Besides Lokooyan, he has another wife, 26-year-old Dorcas Lomorkae, who has six children. Lomorkae is heavily expecting her seventh child, even though the sixth has barely left her lap. ‘‘Why are they necessary to use?’’ Ekuwam queries through an interpreter, walking away.

Lomorkae is, however, cooperative. ‘‘I would want to use them, but he does not want this. I am not sure when I can start using them,’’ she says.
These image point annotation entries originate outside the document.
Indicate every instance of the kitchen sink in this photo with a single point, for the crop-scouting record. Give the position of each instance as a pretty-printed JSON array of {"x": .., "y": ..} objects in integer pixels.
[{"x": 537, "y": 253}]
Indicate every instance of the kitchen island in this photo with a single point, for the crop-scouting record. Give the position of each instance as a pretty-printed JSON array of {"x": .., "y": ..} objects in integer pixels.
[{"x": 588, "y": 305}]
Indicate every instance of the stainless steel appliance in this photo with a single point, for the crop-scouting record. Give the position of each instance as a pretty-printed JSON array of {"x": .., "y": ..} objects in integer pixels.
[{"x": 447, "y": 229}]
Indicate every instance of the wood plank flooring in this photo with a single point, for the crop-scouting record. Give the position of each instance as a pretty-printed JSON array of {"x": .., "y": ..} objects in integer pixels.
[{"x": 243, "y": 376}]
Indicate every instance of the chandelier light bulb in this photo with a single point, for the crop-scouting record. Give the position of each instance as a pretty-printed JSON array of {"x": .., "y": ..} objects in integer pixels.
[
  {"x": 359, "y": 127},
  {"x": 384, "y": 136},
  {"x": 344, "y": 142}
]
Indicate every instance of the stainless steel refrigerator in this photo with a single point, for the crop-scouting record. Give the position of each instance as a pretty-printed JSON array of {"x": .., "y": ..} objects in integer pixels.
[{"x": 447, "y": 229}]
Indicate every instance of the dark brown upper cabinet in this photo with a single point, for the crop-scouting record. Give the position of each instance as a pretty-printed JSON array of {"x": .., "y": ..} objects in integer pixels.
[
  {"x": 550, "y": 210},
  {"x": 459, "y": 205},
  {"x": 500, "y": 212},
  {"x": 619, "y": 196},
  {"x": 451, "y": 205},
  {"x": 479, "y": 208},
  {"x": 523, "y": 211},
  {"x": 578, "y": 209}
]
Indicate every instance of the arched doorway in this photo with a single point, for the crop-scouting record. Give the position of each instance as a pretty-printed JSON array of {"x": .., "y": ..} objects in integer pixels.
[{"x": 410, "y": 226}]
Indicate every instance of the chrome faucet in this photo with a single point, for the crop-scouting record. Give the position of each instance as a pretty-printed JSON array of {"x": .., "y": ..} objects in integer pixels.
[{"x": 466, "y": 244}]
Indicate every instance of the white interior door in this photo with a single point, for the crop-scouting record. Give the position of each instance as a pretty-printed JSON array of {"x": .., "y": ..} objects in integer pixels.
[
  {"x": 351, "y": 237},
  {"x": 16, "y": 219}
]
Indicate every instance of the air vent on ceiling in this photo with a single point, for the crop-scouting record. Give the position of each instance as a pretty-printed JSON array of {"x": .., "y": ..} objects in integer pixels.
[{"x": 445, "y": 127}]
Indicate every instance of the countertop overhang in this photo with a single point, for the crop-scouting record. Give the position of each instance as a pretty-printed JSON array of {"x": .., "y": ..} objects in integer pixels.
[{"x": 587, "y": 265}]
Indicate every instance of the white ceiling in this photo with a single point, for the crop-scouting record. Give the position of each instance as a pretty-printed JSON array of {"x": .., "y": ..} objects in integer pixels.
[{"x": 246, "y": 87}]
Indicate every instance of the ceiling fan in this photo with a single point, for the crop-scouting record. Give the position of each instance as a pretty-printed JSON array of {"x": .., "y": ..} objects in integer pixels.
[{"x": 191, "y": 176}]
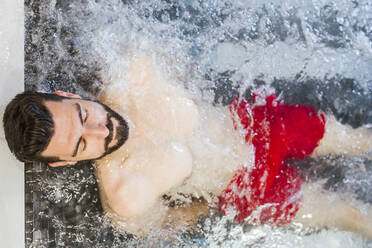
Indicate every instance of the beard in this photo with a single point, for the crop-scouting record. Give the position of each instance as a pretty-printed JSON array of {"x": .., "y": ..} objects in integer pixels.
[{"x": 122, "y": 131}]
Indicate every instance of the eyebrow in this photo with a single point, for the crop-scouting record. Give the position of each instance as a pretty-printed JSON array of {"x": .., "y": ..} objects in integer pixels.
[{"x": 78, "y": 108}]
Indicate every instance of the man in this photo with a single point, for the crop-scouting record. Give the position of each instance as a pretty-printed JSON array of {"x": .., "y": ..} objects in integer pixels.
[{"x": 164, "y": 142}]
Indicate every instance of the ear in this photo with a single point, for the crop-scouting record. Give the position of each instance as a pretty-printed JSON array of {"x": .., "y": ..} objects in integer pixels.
[
  {"x": 62, "y": 163},
  {"x": 66, "y": 94}
]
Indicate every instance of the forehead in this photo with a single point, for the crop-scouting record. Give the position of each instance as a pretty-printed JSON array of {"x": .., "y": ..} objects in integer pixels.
[{"x": 65, "y": 116}]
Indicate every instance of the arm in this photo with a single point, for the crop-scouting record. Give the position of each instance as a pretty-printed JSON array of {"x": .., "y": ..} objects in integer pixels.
[
  {"x": 343, "y": 139},
  {"x": 326, "y": 209}
]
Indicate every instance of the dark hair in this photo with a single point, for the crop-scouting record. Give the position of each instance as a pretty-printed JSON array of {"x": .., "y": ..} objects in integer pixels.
[{"x": 29, "y": 126}]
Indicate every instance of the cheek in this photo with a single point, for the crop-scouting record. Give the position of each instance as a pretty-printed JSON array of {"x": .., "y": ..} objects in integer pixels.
[{"x": 95, "y": 147}]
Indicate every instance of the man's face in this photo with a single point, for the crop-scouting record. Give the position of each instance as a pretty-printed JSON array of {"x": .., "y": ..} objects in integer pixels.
[{"x": 83, "y": 130}]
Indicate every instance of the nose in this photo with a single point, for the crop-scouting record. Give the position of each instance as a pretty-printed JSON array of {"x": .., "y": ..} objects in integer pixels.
[{"x": 98, "y": 131}]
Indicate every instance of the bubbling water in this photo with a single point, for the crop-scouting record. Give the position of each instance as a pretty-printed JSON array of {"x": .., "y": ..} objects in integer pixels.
[{"x": 215, "y": 50}]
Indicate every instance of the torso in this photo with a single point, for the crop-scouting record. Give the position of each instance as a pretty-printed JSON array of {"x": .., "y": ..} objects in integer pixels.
[{"x": 201, "y": 146}]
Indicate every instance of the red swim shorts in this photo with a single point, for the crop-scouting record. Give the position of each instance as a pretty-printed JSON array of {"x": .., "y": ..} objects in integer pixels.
[{"x": 268, "y": 192}]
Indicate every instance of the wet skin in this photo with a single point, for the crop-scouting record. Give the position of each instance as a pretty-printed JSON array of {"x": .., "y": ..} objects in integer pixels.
[{"x": 83, "y": 130}]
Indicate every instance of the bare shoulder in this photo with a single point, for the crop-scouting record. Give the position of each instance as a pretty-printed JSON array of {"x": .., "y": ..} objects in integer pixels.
[{"x": 131, "y": 184}]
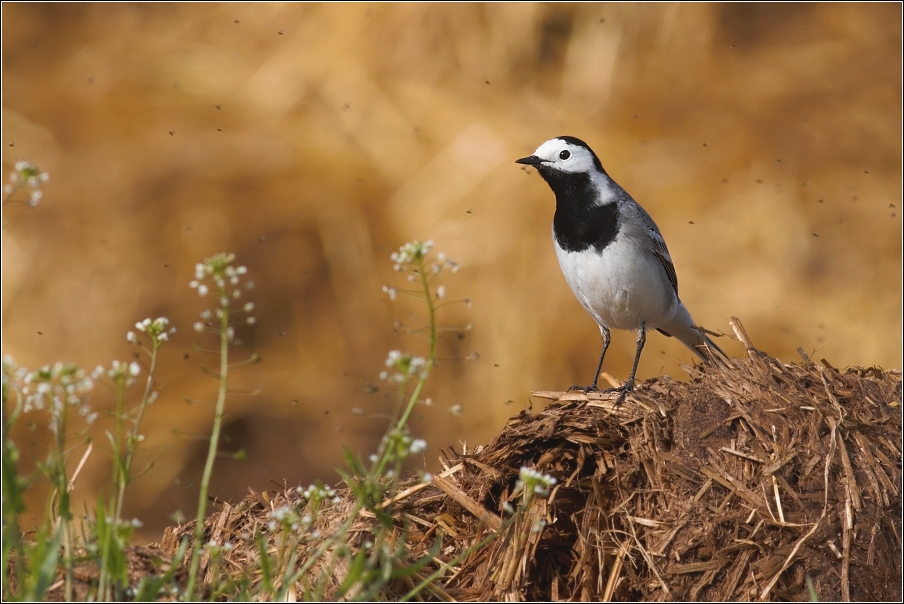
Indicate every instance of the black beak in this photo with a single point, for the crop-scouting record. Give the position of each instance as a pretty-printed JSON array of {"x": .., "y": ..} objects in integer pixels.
[{"x": 533, "y": 160}]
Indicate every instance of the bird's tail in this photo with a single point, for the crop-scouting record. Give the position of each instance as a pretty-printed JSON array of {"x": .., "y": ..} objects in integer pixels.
[{"x": 682, "y": 327}]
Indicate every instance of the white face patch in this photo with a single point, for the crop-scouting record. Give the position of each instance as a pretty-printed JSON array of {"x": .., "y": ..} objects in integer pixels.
[{"x": 566, "y": 156}]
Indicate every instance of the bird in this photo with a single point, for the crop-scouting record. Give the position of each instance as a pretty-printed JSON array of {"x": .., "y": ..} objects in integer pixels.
[{"x": 613, "y": 255}]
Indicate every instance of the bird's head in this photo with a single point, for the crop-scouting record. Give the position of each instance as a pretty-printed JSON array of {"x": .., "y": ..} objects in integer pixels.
[{"x": 564, "y": 154}]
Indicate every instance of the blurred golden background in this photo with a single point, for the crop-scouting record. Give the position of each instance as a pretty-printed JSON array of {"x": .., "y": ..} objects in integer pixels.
[{"x": 312, "y": 140}]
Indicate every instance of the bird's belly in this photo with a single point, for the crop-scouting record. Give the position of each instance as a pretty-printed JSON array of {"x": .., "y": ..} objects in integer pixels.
[{"x": 620, "y": 288}]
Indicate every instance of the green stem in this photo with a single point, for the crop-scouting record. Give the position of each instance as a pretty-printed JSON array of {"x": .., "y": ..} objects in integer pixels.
[
  {"x": 132, "y": 443},
  {"x": 431, "y": 359},
  {"x": 63, "y": 510},
  {"x": 211, "y": 451}
]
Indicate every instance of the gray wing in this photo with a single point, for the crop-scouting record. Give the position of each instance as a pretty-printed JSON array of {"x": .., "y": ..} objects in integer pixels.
[{"x": 657, "y": 246}]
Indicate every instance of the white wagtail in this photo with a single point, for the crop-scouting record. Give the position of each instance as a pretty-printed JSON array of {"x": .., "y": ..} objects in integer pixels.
[{"x": 612, "y": 254}]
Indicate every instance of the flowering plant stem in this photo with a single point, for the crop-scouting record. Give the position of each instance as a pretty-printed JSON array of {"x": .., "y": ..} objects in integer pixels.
[
  {"x": 422, "y": 275},
  {"x": 211, "y": 451}
]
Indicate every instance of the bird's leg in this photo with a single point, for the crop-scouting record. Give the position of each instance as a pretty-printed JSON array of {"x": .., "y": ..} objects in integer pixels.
[
  {"x": 628, "y": 386},
  {"x": 604, "y": 332}
]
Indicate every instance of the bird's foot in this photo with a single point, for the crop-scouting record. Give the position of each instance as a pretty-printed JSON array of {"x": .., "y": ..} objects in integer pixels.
[{"x": 622, "y": 390}]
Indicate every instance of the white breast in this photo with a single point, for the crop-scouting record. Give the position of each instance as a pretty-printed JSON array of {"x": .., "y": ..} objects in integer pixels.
[{"x": 621, "y": 287}]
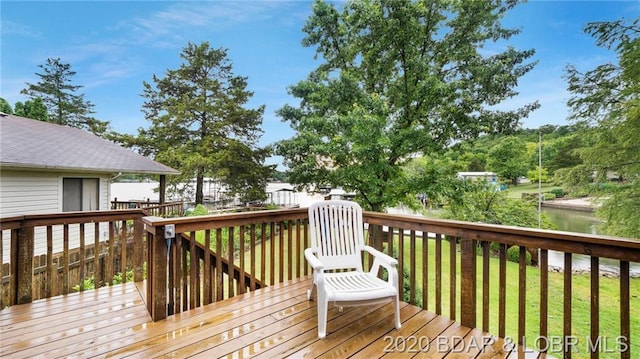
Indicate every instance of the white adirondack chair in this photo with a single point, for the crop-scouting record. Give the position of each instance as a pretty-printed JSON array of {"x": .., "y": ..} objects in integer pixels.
[{"x": 337, "y": 244}]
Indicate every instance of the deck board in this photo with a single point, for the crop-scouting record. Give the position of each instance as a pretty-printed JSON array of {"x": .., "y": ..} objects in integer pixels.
[{"x": 274, "y": 322}]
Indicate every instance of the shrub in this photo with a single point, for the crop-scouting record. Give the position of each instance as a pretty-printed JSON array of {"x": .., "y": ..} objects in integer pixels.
[
  {"x": 558, "y": 191},
  {"x": 200, "y": 210},
  {"x": 513, "y": 255}
]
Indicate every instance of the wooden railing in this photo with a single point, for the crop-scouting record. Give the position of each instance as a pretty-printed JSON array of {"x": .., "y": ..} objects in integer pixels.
[
  {"x": 48, "y": 255},
  {"x": 168, "y": 209},
  {"x": 457, "y": 269},
  {"x": 265, "y": 247}
]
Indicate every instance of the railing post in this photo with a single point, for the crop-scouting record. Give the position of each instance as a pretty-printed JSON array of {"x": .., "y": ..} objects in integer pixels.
[
  {"x": 22, "y": 245},
  {"x": 138, "y": 250},
  {"x": 157, "y": 274},
  {"x": 468, "y": 283}
]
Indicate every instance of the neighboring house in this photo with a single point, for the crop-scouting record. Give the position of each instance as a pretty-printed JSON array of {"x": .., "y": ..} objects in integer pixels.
[
  {"x": 490, "y": 177},
  {"x": 48, "y": 168}
]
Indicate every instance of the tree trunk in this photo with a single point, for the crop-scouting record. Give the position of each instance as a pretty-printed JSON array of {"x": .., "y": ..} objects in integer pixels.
[{"x": 199, "y": 187}]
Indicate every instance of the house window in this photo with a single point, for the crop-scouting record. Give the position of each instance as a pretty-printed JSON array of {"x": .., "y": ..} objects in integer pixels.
[{"x": 80, "y": 194}]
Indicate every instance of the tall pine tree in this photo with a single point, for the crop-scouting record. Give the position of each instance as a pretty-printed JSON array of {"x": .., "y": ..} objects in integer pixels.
[
  {"x": 65, "y": 105},
  {"x": 201, "y": 126},
  {"x": 398, "y": 78}
]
For now though, Lomorkae, who is also illiterate, has no choice but to continue giving birth.

The story of Ekamais, Ekuwam and their wives mirrors the low uptake of modern contraceptives in the vast county. Women in some areas are reportedly said to use cream from goat milk to control birth. Application of cream as a birth control method, while popular in some remote Turkana villages, is as absurd as it is contentious, with no scientific study whatsoever to prove its efficacy. Joseph Lasuru, senior field coordinator of International Rescue Committee (IRC) in charge of Kakuma Refugee Programme, says his mission serves locals in the surrounding host community.

Those who enquire about contraception, however, account for only 10 per cent of the Turkana community served by IRC’s health programme, Lasuru says.

A 2015 report by the Health ministry titled ‘‘Turkana County: Health at a Glance’’, for instance, indicated that the county’s level of uptake of modern contraceptives stood at a paltry 10 per cent, and even lower in some of its semi-arid regions.

This prevalence was nearly six times lower than the national average of 58 per cent. Turkana had bettered only Garissa (six per cent).

From illiteracy to little reproductive health information, poverty, patriarchy, myths and low distribution of healthcare professionals and facilities, multiple factors are responsible for the low consumption of contraceptives in Turkana.

That said, the scenario in the northern county has been studied several times. Data collected has often ended up in files to gather dust as the soaring birth rate continues.

The ministry’s report showed that distribution of health professionals in the county was low, with an average of 15 nurses, two doctors and 10 clinical nurses for every 100,000 people. This was below the national average of 55 nurses, 10 doctors and 21 clinical nurses. Investment in healthcare remains relatively low.

Experts, however, say the worryingly low uptake of modern contraceptives in the area is largely driven by illiteracy. The 2019 National Population and Housing Census report shows Turkana still has acutely low literacy levels, with the biggest population having never been to school.

Turkana has 851,797 people aged from three years and above. Out of these, 584,977, or 68.7 per cent, have never been to school. Only 3.9 per cent of those who go to school leave after finishing their studies.

Reproductive health expert, Dr Nelly Bosire, argues that illiteracy limits access to information on contraceptives. ‘‘Illiteracy fosters poverty and lack of awareness of sexual and reproductive health and rights. It also promotes gender inequity,’’ says Dr Bosire.

So, how can data-based information be used to enhance consumption of contraceptives?

According to Dr Bosire, attitude, cultural practices and beliefs, religion and level of education all play a crucial role in whether a couple adopts contraception or not.

Both partners must also be involved, she says. ‘‘The struggle is always to ensure that we prevent the escalation of unmet need,’’ Dr Bosire observes. ‘‘The available data goes a long way to aid in planning when finding ways to boost uptake. It helps to map out the population vis-à-vis the healthcare institutions and healthcare workers available,’’ she notes, adding that these insights help in developing a model that helps to address the inequality.

Further, Dr Bosire says belief in large families as a marker of wealth discourages adoption of contraceptives. The situation is not helped either by a high mortality rate of children below five years in the county.

Ultimately, Dr Bosire says, statistical information helps to ‘‘evaluate the extent of the negative predictors and to guide on how to turn around the uptake’’.

To enhance adoption of contraceptives, Lasuru says behaviour change and communication hold the key, especially to debunk the myths around this. ‘‘Occasionally, we conduct health education in the community,’’ he says.